The Creative Explorer Posted September 28, 2014 Posted September 28, 2014 Even though taking a break isn't a bad thing, the only thing that stands in between your desired finish is practising. Even though once a while I make a decent finish, I still struggle and still have to learn. I had to learn a very hard lesson today. Get yourself a couple of sparebody's and use them for practise, didn't work? too bad and take the next. Also, I usually tackle the body first, before I really get into the build. That way, I don't have a almost completed build with a screwed up body.
Jantrix Posted September 28, 2014 Posted September 28, 2014 I feel your pain. It's such a buzz kill when things go wrong. Paint perfect, decals perfect, clear..................... wrinkles the decals and the whole thing ends up on the dip. I did the same thing. Built a half dozen flat or weathered cars and then back to trying the shiny again. Don't give up. Come back to it later.
High octane Posted September 28, 2014 Posted September 28, 2014 I hafta agree with Jim on that. While I don't use an air-brush, a spray booth, a dehydrator, I still get good finishes out of "rattle cans." I guess I've been lucky so far.

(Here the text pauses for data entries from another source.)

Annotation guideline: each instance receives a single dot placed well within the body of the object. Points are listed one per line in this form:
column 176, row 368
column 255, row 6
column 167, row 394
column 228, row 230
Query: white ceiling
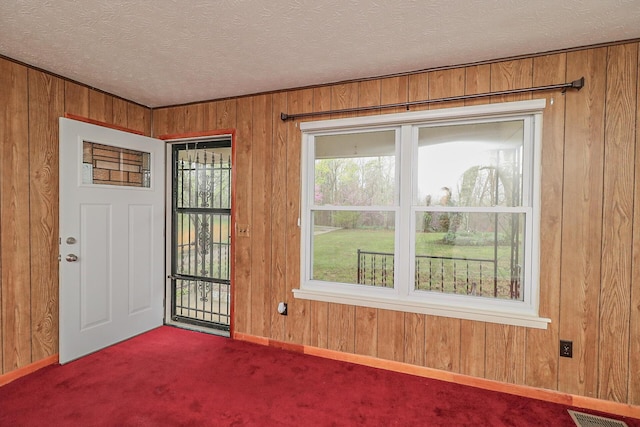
column 167, row 52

Snake45 Posted September 28, 2014 Posted September 28, 2014 I've gotten pretty good and pretty well known for shiny finishes, but there's a lot you can do with flats, too. I've done a couple models in primer and plan to do more of them. They're fun! Right now I have on the bench a build where I'm attempting to portray '60s factory paint, but now 4-7 years old and with little if any shine left to it. One of the Model Master factory colors, un-cleared, seems to be working pretty well for this.

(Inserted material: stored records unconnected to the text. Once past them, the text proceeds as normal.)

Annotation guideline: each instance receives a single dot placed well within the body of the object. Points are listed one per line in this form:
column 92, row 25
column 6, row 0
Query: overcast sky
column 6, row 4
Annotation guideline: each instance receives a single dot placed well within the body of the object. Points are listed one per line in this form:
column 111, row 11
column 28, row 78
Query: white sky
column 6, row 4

Tom Geiger Posted September 30, 2014 Posted September 30, 2014 (edited) I'm with ya! Most of what I build has patina. Both 1:1 and model cars! I just don't identify with mile deep paint and unrealistic shine! Edited September 30, 2014 by Tom Geiger
chunkypeanutbutter Posted September 30, 2014 Posted September 30, 2014 ^ the Suburbanite tire! I only had one of em, and it found a similar home. I just broke down and made a shiny truck. I figured I don't want to make a new truck kit all rusty.
vintagedragcrazy Posted September 30, 2014 Posted September 30, 2014 hey tom that pa weather sure is tuff it can even rust a vette man don't you just hate when that happens vince
slusher Posted September 30, 2014 Posted September 30, 2014 You can always use enamel if clear coat is to hard but give enamel at least 2 weeks to dry. Another thing you can do is put masking tape on the top and both doors where you touch the most. I do this and whip my hand many times.